Ibuprofen beschleunigt die Vermehrung des Coronavirus im Körper eines Infizierten – so zumindest lautet ein Gerücht, das gerade kursiert. Wissenschaftler befeuern die Diskussion zusätzlich.
Am Wochenende verbreitete sich eine WhatsApp-Nachricht wie ein Lauffeuer: Darin erzählt eine Frau, dass Forscher der Uniklinik Wien einen Zusammenhang zwischen der Ibupofen-Einnahme und der Schwere der COVID-19-Erkrankung gefunden hätten. Ibuprofen würde die Vermehrung des Virus beschleunigen. Die Medizinische Universität Wien reagierte inzwischen und bezeichnet die Nachricht als „Fake News“.
Auch wenn es sich hierbei also offenbar um ein Gerücht handelt, Wissenschaftler spekulieren derzeit ebenfalls über einen möglichen Einfluss verschiedener Medikamente auf COVID-19. Zuletzt äußerten Pharmakologen ihre These in einer kürzlich im Lancet erschienenen Veröffentlichung. Darin beschäftigen sie sich mit der Frage, ob Patienten mit Hypertonie und Diabetes mellitus einem erhöhten Risiko für eine COVID-19-Infektion ausgesetzt sind.
In dem Zusammenhang weisen sie darauf hin, dass Medikamente, die zur Behandlung dieser beiden Krankheiten eingesetzt werden, den Krankheitsverlauf von Covid-19 verschlimmern könnten. In erster Linie meinen die Autoren damit Medikamente, die ACE (Angiotensin Converting Enzyme) hemmen. In der Veröffentlichung ist aber auch von Ibuprofen und Thiazolidindione, einem Antidiabetikum, die Rede. Die Autoren stellen klar, dass es sich ausdrücklich um Hypothesen handele. Eigene experimentelle Untersuchungen haben sie nicht angestellt. Wie kommen die Forscher zu ihren Thesen?

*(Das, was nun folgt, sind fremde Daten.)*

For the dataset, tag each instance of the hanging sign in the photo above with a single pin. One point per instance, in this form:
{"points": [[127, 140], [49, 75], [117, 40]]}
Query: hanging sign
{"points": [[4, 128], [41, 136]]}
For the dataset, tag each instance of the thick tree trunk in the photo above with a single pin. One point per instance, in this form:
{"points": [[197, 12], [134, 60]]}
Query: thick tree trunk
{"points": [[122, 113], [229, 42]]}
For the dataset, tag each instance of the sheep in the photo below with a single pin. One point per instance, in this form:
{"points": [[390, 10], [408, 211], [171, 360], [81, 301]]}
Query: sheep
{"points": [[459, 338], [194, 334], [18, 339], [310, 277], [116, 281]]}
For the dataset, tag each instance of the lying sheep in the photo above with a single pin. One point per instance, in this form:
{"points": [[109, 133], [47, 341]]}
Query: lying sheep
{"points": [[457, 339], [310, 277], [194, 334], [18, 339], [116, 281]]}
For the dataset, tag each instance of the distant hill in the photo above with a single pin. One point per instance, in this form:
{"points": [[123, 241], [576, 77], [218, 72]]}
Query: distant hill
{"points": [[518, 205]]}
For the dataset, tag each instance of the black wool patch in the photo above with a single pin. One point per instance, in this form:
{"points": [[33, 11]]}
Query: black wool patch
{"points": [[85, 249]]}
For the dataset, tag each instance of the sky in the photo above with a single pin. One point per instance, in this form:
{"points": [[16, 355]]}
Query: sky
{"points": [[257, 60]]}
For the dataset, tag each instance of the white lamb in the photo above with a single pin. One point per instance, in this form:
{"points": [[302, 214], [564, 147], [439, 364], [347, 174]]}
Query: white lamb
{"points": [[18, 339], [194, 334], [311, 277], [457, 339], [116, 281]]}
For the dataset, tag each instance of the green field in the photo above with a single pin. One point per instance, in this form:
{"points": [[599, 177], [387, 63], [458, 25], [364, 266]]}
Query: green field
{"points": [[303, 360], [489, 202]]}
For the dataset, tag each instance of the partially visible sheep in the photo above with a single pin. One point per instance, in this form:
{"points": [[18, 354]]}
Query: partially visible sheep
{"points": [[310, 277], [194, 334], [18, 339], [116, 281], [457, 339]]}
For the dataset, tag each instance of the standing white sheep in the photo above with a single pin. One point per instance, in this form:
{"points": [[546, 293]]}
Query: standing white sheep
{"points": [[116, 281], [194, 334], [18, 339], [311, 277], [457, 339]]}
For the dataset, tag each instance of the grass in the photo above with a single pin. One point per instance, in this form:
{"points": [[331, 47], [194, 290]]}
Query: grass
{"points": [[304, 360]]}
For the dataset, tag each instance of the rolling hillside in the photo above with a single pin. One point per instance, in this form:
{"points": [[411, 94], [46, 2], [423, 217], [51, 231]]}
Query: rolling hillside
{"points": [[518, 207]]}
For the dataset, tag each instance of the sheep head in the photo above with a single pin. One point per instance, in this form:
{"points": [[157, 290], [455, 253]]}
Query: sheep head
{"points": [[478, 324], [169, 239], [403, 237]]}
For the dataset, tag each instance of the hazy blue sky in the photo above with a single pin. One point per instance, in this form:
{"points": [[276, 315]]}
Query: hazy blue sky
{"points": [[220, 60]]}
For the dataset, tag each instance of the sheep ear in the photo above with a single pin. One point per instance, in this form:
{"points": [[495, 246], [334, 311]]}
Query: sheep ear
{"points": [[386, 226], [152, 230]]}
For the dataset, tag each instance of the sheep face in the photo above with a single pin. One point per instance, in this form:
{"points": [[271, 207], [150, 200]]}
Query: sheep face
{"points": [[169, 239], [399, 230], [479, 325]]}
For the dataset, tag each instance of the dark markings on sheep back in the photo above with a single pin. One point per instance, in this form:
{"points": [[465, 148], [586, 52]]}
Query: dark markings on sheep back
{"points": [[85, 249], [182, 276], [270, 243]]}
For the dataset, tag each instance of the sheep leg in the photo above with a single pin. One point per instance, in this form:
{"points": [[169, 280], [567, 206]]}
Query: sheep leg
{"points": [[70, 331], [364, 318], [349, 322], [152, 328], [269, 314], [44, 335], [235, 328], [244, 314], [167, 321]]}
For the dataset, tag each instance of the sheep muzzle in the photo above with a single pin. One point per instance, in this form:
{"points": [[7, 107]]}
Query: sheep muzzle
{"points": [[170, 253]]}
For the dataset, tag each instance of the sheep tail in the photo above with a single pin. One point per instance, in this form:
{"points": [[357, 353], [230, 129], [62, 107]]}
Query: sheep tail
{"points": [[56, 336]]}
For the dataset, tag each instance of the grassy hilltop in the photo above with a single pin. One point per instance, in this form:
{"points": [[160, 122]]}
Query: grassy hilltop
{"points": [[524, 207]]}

ACE-Hemmer sind eine Gruppe von Antihypertensiva deren Wirkung auf einer Inhibition des ACE beruht. Die Idee dahinter: SARS-CoV-2 nutzt das transmembranäre Enzym ACE2 (Angiotensin Converting Enzyme 2) als Rezeptor, um in die Wirtszellen zu gelangen. Zwar binden ACE-Hemmer nicht an ACE2, sondern blockieren lediglich ACE. Das soll allerdings dazu führen, dass verstärkt ACE2-Rezeptoren gebildet werden. Damit hätten die Viren mehr Möglichkeiten, in die Zellen einzudringen. Diese Hypothese formulierten auch schon Forscher in einem Kommentar, der Anfang März in Nature Cardiology erschienen ist.
Zwar zählt Ibuprofen nicht zu den ACE-Hemmern, aber die Studienautoren spekulieren, dass es ähnliche Effekte haben könnte. Immerhin könne auch Ibuprofen die Expression von ACE2 hochregulieren. Doch auch an dieser Stelle muss man klarstellen: Das ist reine Spekulation und wissenschaftlich nicht belegt.
Wie die DAZ schreibt, kursiert inzwischen das Gerücht, dass die Todesraten in Italien so hoch seien, weil dort besonders oft ACE-Hemmer eingesetzt würden. Die Verunsicherung über ACE-Hemmer veranlasste die Deutsche Hochdruckliga nun sogar dazu, vor dem eigenmächtigen Absetzen der Blutdrucksenker zu warnen (wir berichteten).